The cpucycles code is from ECRYPT and given below,

#include "cpucycles.h"

long long cpucycles(void)
{
  unsigned long long result;
  asm volatile(".byte 15;.byte 49;shlq $32,%%rdx;orq %%rdx,%%rax"
    : "=a" (result) ::  "%rdx");
  return result;
}

My gcc -version returns,

gcc (GCC) 4.8.5 20150623 (Red Hat 4.8.5-36)

I am using

 Intel(R) Core(TM) i7-7700 CPU @ 3.60GHz

When I run this on my computer, I get the following cycles for fma approach and simple approach respectively

FMA approach : Total time taken is :109
Simple approach : Total time taken is :141

As you can see, the FMA approach is slightly faster but I expected to be even more faster. I understand that in my sample code there are many memory accesses which might be the reason of deteriorating performance. But,

When I dump the assembly I see the almost similar instructions for both approaches. I do not see any fma instructions in the FMA version. I don't understand the reason. Is it beacause _mm256_mullo_epi16 instructions?
Is my approach correct?
Can you please help me to fix this?

I am new to AVX2 programming so it is highly possible that I ahve done something which is not very standard but I will be glad to answer something which is not clear. I thank you all for your help in advance.

Solution

x86 doesn't have SIMD-integer FMA / MAC (multiply-accumulate) other than horizontal pmaddubsw / pmaddwd which add horizontal into wider integers. (Until AVX512IFMA _mm_madd52lo_epu64 or AVX512_4VNNIW _mm512_4dpwssd_epi32(__m512i, __m512ix4, __m128i *)).
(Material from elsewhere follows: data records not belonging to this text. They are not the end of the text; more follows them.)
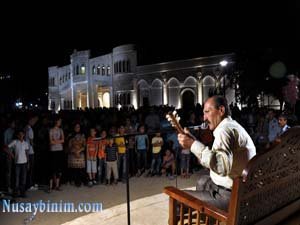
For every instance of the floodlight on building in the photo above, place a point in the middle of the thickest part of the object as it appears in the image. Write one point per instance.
(223, 63)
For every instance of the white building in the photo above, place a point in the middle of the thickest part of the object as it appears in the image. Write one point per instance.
(115, 79)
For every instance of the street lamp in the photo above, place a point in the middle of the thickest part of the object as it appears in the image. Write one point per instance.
(223, 63)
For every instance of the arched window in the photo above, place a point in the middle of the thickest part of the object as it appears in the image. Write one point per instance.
(128, 99)
(124, 67)
(120, 67)
(82, 69)
(128, 66)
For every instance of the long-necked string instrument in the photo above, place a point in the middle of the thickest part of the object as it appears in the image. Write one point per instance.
(174, 119)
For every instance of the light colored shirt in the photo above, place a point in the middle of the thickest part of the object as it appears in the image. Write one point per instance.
(273, 130)
(19, 148)
(29, 138)
(8, 135)
(141, 141)
(55, 135)
(230, 152)
(120, 141)
(156, 140)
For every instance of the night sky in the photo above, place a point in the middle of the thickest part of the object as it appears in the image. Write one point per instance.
(37, 39)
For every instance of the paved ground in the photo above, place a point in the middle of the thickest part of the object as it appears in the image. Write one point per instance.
(146, 200)
(109, 196)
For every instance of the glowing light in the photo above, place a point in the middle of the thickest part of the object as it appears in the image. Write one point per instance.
(223, 63)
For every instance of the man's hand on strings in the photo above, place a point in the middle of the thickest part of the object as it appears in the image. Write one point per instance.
(186, 140)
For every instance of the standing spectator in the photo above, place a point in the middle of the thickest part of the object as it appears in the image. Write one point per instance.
(157, 143)
(274, 128)
(76, 159)
(8, 138)
(92, 147)
(29, 136)
(57, 138)
(20, 150)
(185, 162)
(111, 161)
(168, 165)
(9, 133)
(121, 144)
(282, 121)
(141, 146)
(101, 156)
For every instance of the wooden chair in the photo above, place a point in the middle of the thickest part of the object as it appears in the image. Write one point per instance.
(266, 193)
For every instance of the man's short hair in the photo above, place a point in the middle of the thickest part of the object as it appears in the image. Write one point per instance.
(221, 101)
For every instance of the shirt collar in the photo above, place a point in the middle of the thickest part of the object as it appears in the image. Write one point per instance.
(225, 120)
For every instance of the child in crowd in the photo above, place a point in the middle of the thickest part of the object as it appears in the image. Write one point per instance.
(20, 150)
(157, 143)
(185, 163)
(141, 146)
(121, 144)
(168, 165)
(101, 156)
(91, 157)
(111, 161)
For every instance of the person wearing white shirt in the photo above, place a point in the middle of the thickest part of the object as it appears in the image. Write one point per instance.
(282, 121)
(29, 136)
(231, 150)
(20, 149)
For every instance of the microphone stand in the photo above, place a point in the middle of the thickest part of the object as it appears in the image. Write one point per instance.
(166, 130)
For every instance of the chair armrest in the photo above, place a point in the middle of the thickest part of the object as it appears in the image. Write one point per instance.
(196, 203)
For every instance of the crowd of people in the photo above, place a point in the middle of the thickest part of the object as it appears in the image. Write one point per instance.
(95, 146)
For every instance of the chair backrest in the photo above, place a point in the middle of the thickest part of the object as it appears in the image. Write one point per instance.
(270, 181)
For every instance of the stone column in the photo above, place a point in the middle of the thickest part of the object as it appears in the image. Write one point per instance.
(62, 103)
(165, 92)
(74, 97)
(134, 94)
(200, 88)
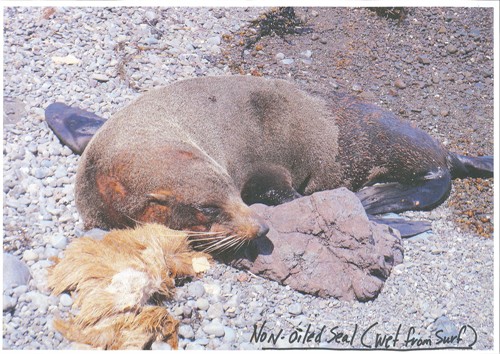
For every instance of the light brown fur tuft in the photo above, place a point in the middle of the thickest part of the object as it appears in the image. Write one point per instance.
(113, 280)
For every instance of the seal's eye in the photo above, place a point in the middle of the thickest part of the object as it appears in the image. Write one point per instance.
(210, 211)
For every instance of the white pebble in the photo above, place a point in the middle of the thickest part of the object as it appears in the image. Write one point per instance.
(30, 255)
(58, 241)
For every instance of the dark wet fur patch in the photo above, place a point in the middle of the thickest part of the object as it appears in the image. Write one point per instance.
(73, 126)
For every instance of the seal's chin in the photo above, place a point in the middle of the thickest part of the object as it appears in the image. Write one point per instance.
(233, 235)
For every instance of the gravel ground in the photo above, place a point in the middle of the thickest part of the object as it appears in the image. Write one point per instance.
(434, 68)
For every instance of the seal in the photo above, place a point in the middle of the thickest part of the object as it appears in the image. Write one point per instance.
(195, 154)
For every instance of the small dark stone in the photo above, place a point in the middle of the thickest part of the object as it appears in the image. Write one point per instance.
(399, 84)
(423, 59)
(451, 49)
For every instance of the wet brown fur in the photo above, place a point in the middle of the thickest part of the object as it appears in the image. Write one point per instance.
(180, 143)
(114, 280)
(196, 142)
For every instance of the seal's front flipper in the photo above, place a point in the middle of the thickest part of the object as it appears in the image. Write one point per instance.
(406, 228)
(270, 185)
(395, 197)
(73, 126)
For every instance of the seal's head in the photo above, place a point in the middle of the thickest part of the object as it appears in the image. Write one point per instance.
(177, 185)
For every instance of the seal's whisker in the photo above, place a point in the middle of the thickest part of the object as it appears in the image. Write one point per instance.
(223, 244)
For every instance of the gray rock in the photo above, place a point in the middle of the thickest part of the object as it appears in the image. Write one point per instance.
(342, 245)
(15, 272)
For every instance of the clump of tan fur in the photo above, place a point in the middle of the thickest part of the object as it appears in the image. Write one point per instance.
(114, 278)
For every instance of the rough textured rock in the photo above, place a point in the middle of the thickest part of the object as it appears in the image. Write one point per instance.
(325, 245)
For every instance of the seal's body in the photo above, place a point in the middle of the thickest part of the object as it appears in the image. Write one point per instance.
(193, 155)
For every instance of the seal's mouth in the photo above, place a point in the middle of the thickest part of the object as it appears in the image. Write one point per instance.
(224, 238)
(217, 242)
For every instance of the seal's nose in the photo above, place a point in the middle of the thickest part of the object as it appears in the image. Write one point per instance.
(263, 230)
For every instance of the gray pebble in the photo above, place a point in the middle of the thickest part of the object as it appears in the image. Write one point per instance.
(100, 77)
(58, 241)
(216, 40)
(9, 302)
(15, 272)
(229, 334)
(295, 309)
(196, 289)
(160, 346)
(214, 328)
(399, 84)
(202, 304)
(280, 56)
(357, 88)
(215, 311)
(194, 346)
(186, 331)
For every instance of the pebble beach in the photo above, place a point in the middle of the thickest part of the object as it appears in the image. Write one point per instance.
(100, 59)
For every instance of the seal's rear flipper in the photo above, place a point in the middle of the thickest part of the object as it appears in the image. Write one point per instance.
(406, 228)
(73, 126)
(471, 166)
(395, 197)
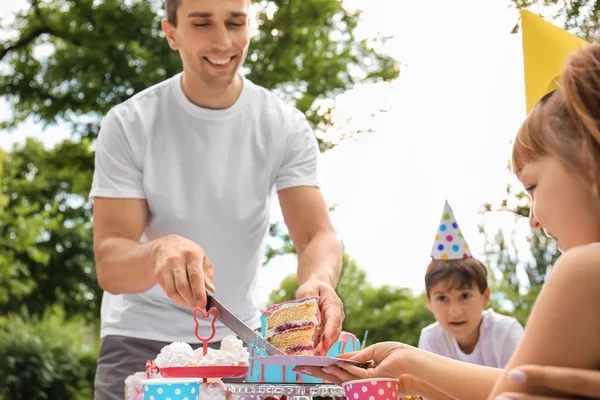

FP-contract and -ffast-math options have nothing to do with SIMD-integer stuff; integer math is always exact.

I think your "simple" approach is slower because you're also modifying the input arrays and this doesn't get optimized away, e.g.

a0_avx[i] = _mm256_mullo_epi16(a0_avx[i], b0_avx[i]);

as well as updating res_avx[i].

If the compiler doesn't optimize that away, those extra stores might be exactly why it's slower than your mul_add function. rdtsc without a serializing instruction doesn't even have to wait for earlier instructions to execute, let alone retire or commit stores to L1d cache, but extra uops for the front-end are still more to chew through. At only 1 store per clock throughput, that could easily be a new bottleneck.

FYI, you don't need to copy your inputs to arrays of __m256i. Normally you'd just use SIMD loads on regular data. That's no slower than indexing arrays of __m256i. Your arrays are too big for the compiler to fully unroll and keep everything in registers (like it would for scalar __m256i variables).

If you'd just used __m256i a0 = _mm256_loadu_si256(...) inside the loop then you could have updated a0 without slowing your code down because it would just be a single local variable that can be kept in a YMM reg.

But I find it's good style to use new named tmp vars for most steps to make code more self-documenting. Like __m256i ab = ... or sum = .... You could reuse the same sum temporary for each a0+b0 and a1+b1.

You might also use a temporary for the result vector instead of making the compiler optimize away the updates of memory at res_avx[i] until the final one.

You can use alignas(32) int16_t a0[...]; to make plain arrays aligned for _mm256_load instead of loadu.

Your cpucycles() RDTSC function doesn't need to use inline asm. Use __rdtsc() instead.